CVE-2024-8925: 
PHP vulnerability analysis and mitigation

CVE-2024-8925 affects PHP versions 8.1.* before 8.1.30, 8.2.* before 8.2.24, and 8.3.* before 8.3.12. The vulnerability involves erroneous parsing of multipart form data contained in HTTP POST requests, which could lead to legitimate data not being processed (PHP Advisory).

The vulnerability stems from a bug in the parsing of multipart form data contents, affecting both file and input form data. If a multipart form data payload contains a valid prefix X of the defined boundary B such that 5Kib < |X| < |B| < 8Kib, the logic responsible for parsing and storing the multipart payload fails to correctly extract the contents between two boundaries. The issue lies in the partial match handling in the php_ap_memstr function (PHP Advisory). The vulnerability has been assigned a CVSS v3.1 base score of 5.3 MEDIUM by NVD and 3.1 LOW by PHP Group (NVD).

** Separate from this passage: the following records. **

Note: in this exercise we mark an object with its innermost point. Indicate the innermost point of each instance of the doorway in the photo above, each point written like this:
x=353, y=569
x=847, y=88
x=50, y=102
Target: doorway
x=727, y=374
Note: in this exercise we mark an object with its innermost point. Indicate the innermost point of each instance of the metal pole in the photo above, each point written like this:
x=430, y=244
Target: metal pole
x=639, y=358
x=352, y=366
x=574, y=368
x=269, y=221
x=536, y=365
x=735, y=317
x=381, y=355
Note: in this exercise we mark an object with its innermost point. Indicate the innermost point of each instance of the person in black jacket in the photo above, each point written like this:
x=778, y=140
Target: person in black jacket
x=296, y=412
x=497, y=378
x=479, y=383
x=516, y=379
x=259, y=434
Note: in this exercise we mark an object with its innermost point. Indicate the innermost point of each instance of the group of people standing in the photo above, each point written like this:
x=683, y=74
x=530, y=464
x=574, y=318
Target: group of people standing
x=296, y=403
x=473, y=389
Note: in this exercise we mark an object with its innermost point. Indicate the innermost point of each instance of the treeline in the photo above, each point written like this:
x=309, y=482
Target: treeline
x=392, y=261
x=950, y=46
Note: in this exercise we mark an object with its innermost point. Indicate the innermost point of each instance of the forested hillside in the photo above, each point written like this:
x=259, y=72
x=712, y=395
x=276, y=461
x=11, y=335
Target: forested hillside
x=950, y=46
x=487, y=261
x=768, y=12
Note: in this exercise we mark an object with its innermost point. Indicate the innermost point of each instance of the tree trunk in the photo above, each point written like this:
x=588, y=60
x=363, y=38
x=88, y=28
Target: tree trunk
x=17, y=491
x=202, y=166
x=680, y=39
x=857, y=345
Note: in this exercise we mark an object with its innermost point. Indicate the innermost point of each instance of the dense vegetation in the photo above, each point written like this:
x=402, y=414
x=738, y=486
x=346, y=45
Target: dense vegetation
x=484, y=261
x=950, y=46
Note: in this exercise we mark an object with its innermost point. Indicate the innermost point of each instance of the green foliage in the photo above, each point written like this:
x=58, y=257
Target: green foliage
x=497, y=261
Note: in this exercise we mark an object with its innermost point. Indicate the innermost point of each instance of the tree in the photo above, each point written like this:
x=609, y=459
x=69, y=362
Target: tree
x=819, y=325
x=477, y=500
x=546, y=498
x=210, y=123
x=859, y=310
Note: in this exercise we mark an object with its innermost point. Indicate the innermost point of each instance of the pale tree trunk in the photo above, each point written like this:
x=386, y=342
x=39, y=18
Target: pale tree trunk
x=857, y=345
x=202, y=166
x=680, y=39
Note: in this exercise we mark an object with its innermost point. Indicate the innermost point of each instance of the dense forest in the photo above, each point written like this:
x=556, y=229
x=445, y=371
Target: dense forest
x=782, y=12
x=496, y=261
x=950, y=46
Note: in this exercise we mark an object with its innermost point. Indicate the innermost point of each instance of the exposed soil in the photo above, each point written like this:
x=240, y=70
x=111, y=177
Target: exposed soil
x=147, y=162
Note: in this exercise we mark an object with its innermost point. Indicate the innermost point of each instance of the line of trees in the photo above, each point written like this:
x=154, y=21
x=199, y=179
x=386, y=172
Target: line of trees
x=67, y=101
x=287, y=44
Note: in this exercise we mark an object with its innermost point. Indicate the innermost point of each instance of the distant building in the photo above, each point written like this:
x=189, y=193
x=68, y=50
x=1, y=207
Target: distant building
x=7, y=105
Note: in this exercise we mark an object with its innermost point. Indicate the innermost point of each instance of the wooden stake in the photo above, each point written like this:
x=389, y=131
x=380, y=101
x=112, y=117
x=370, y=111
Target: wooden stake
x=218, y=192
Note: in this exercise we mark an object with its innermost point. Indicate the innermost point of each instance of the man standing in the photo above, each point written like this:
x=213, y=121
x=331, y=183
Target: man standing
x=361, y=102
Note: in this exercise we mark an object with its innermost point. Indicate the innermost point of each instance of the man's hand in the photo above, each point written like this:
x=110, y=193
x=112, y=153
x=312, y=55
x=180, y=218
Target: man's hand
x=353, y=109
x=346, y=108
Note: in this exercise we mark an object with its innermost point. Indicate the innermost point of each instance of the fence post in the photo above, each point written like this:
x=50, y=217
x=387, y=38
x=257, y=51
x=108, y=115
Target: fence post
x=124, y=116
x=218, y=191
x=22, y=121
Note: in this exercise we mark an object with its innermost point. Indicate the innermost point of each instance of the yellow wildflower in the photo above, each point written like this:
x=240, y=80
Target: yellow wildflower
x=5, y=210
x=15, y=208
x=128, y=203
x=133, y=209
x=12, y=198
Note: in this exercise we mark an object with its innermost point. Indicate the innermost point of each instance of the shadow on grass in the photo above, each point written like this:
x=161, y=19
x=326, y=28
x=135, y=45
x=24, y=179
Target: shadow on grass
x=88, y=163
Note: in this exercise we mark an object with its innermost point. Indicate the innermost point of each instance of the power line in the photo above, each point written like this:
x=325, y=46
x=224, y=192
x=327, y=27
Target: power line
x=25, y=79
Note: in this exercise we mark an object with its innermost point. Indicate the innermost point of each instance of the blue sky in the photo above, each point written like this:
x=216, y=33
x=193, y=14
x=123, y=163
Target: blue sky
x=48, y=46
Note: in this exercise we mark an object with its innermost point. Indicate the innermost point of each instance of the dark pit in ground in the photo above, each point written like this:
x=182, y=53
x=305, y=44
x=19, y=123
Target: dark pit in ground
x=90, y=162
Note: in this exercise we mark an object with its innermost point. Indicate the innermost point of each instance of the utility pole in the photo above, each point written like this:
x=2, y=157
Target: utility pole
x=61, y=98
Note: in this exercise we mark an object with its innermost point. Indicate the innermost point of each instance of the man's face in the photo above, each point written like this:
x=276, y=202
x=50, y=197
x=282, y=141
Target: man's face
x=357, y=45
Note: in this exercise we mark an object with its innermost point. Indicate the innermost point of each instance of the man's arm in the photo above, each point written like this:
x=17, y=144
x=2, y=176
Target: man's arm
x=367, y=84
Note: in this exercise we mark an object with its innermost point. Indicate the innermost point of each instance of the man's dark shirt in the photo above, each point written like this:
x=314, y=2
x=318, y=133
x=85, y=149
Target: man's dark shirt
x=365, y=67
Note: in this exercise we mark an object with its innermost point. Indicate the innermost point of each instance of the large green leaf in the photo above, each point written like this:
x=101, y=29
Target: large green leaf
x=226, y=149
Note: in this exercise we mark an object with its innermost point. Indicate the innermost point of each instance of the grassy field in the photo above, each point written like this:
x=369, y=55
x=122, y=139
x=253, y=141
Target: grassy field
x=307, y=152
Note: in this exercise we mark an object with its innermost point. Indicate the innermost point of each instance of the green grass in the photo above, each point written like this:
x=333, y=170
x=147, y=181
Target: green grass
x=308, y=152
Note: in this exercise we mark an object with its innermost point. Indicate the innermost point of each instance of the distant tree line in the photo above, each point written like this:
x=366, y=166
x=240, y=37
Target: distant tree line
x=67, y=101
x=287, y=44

The vulnerability violates data integrity by allowing an attacker who can control the request boundary to exclude portions of legitimate data. When exploited, this could lead to malicious attackers being able to control part of the submitted data and exclude portions of other data, potentially leading to erroneous application behavior (PHP Advisory, NVD).

The vulnerability has been patched in PHP versions 8.1.30, 8.2.24, and 8.3.12. Users are advised to upgrade to these or later versions to mitigate the vulnerability (PHP Advisory).